It was an unusually warm late-winter afternoon in 2013 when 16-year old Madison Wallace jumped into the frigid Big Sioux River to save her 6-year old brother. Shortly afterward, a passing stranger named Lyle Eagle Tail saw Madison struggling in the water and plunged in to save her.
Within minutes, both Madison and Lyle were swept away in the foamy current, while the teen’s brother managed to escape danger.
Walter Rutkowski is president of the Carnegie Hero Fund Commission. Rutkowsk says the private operating fund commission was founded in 1904 by Andrew Carnegie to recognize civilian heroism throughout the United States and Canada.
“We do that by giving an award called the Carnegie Medal,” Rutkowski explains. “ Which is a three-inch medallion.
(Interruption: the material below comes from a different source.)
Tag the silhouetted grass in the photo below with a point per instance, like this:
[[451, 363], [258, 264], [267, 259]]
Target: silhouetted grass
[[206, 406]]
And it’s given to people who risk or lose their lives saving or attempting to save the lives of others.”
The award isn’t given to someone who saves a life, says Rutkowski, but to an individual who risks their own life in an attempt to save another.
”The case was called to our attention because of the actions of Mister Eagle Tail going into the river after both Madison and her brother Garrett,” Rutkowski recalls. “ And the further we looked into the case we found that Madison was the first into the river to search for her brother, so we extended consideration to her as well.”
The Carnegie Hero Fund Commission doesn’t usually consider those who act to save immediate family members, but can make an exception in a case where the individual dies during their rescue attempt.
Up to 1000 applications are received by the Carnegie Hero Fund Commission each year. Not every application results in an award.